Limited accounts would at least make it more difficult. He could still try booting from a live CD, and if you disable that he could try resetting the bios, or just pulling the drive and mounting it from another machine - but he would have to be very intentionally malicious to do those things. If he's just cranky or an idiot, limited permissions will stop him.
I have to admit, I'm pretty used to root. And for good reason, because during the beginning I spent large amounts of my time screwing around with Puppy's boot scripts, installing stuff, deleting things, etc. Running as other than root would have been impractical.
I haven't been doing anywhere near as much of that lately though, other than recently as I have been working on making my own distro. But when not doing that, I've mostly been working on applications and utilities, and less of the core systems type stuff. So now it would be possible for me to be a user on a regular basis.
When I get CheesyRamHog usable enough, I intend to do that. I need to get used to not being root, because one of the career paths I may wind up following is being a sysadmin. Like DMcCunney's friend found out, bad habits can get you into trouble.
Linux basically has one firewall program. IPtables. There are many frontends that you use to configure it, but they all do the same thing.Puppy at least has a firewall that I can activate in set up while neither Elive nor Antix had such and the one in ubuntu and Mint I totally failed to understand if it was active or not.

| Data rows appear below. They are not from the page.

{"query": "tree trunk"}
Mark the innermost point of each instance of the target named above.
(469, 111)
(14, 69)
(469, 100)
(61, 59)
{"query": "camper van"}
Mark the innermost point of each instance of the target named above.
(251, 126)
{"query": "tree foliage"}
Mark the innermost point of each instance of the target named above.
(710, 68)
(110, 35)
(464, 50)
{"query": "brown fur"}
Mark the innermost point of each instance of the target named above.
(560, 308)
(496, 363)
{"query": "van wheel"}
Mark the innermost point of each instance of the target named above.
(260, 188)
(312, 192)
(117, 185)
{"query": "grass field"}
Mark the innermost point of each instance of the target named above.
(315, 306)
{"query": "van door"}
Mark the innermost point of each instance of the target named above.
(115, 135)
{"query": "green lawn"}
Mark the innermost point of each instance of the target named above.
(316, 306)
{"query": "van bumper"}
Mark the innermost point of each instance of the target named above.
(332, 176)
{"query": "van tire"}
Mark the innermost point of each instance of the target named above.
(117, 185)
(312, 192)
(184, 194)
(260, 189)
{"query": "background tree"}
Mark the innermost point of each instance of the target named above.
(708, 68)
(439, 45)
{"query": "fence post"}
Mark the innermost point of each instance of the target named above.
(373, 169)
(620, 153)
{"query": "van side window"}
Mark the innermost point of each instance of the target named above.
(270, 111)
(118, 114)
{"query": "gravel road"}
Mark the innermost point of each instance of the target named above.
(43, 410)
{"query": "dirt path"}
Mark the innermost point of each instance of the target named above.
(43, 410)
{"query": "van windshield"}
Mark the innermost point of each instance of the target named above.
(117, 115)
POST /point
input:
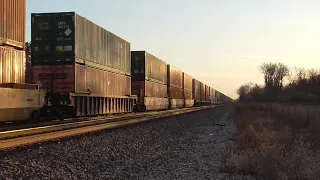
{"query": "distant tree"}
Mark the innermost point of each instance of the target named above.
(274, 74)
(244, 90)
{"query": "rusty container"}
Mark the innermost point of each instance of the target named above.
(12, 23)
(29, 71)
(187, 94)
(149, 89)
(154, 89)
(81, 79)
(196, 97)
(202, 89)
(12, 65)
(145, 66)
(196, 85)
(66, 37)
(174, 76)
(207, 93)
(187, 82)
(175, 92)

To see what is currently configured, on any modern Linux, you just run iptables -v -L and it will output the configuration to the terminal. Understanding what it means is another thing, but you can at least see that something is set up. If nothing is configured, it will look about like this:
Code: Select all
# iptables -v -L
Chain INPUT (policy ACCEPT 2 packets, 252 bytes)
pkts bytes target prot opt in out source destination
Chain FORWARD (policy ACCEPT 0 packets, 0 bytes)
pkts bytes target prot opt in out source destination
Chain OUTPUT (policy ACCEPT 2 packets, 252 bytes)
pkts bytes target prot opt in out source destination
As long as the particular firewall configuration doesn't rely on some weird module that the average kernel doesn't have enabled, it can be used on nearly any modern distro (has to support iptables at least). You can use iptables-save > firewall_file to save it to "firewall_file", and then drop that into the other distro and run iptables-restore < firewall_file to restore it. Of course, you would probably need to configure the new distro to re-use that same firewall each boot. How you do that is a function of the distro, but the support people for whichever distro would probably be able to help you.